Given the French approach to leisure, getting a head massage is not an in-and-out situation -- it's a case of getting your head examined inch by inch. By my count, it was an eleven-step process (take that, Korean skin-care routines). It began with a scalp analysis. My aesthetician, Marie, waved some kind of intense micro-camera over my hair and scalp to create a black-and-white picture of my follicles magnified 300 times. Horrifyingly, my scalp looked like it was covered in dust mites. And for once, I had washed it the night before, using what was my favorite shampoo and conditioner for color-treated hair. "Ewwwww," I said, a reaction that needed no translation.
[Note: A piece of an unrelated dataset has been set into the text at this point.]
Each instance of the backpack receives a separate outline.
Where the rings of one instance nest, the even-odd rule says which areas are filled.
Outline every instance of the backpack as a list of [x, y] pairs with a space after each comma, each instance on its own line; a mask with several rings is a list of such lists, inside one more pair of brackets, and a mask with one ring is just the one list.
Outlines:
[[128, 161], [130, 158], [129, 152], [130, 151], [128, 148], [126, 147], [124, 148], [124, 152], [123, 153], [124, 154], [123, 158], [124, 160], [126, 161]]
"Silicone," said Marie. "Tons of it." Even with Marie's charming French accent, the word struck terror into my heart. Like parabens, silicone is a much-maligned beauty ingredient, known as an artificial shine coating for the hair that continues to build up over time and make your hair less healthy.

"It's okay," said Marie, leading me over to a heated lounge chair, where she began steps two through ten, which can be summed up as oil on oil on oil. First she brushed Huile de Palme (palm oil) all the way through my hair to nourish it. Then came a dropper bottle with drops of Régénérescence Naturelle, a scalp-treatment oil that Marie massaged into my forehead using the fleshy part of her thumbs, running the pads of her fingers and palm through my scalp from the front of my head to the back of my neck. Had I not been worried about weirding out Marie at this point, I would probably have moaned, but instead I said a restrained "C'est bon" as she clucked excitedly.

Next came Creme aux Fleurs, a creamy mask that was painted onto my hair using a hairbrush as yet another scalp-revitalizing treatment. Another fragrant oil that smelled different than the first two was applied on top of that, followed by another intense all-over head massage. I think the massage lasted ten minutes but it felt like half an hour. Marie's careful movements along the meridians of my scalp made my head feel like it was being cradled in a warm amniotic sac.

At this point, somewhere around the application of product No. 5, I began to lose track of all the steps and fall asleep, lulled by Marie's gentle massage. (There goes my short-lived Anthony Bourdain-inspired beauty career.) But I recall Marie wrapping a cotton headband around my head and sticking me under a heat lamp for several minutes. I woke up later to the sound of running water.

"Time to wash!" cheered Marie, who then lovingly and gently washed my head as though it was a delicate cashmere sweater. The rinsing part in particular took four times longer than what I usually do (ten minutes), using a non-EPA-approved amount of water. "You especially need to rinse your hair this long because you have an oily scalp," she said. "See! You are done, only when you are like this!" and she squeaked my hair like a DJ with a turntable.

She worked a growth oil through my scalp and then cupped it all over with a small suction machine "to oxygenate and de-stress the tissues," she explained. The final step before the blowout utilized a device that looked like a wood-buffing tool. It vibrated and buzzed as she moved it along my hair.

Was it wildly decadent? Yes. Am I going to adopt an eleven-step hair-care routine into my own life? No way. My skin-care routine interferes with my timeliness and social life enough as it is. But to the chagrin of my super, I have changed the way I wash my hair. Although I haven't started double-washing it (one part of me is enough), I do try to approach shampooing like a luxurious experience, rather than something to get through. I wash till I get that desired squeak, and I've noticed that my hair feels cleaner and looks bouncier between washings. And I've given up that apparently silicone-coated shampoo and conditioner. American spas, please get on this already.

Leonor Greyl Institut, 15 Rue Tronchet, €120.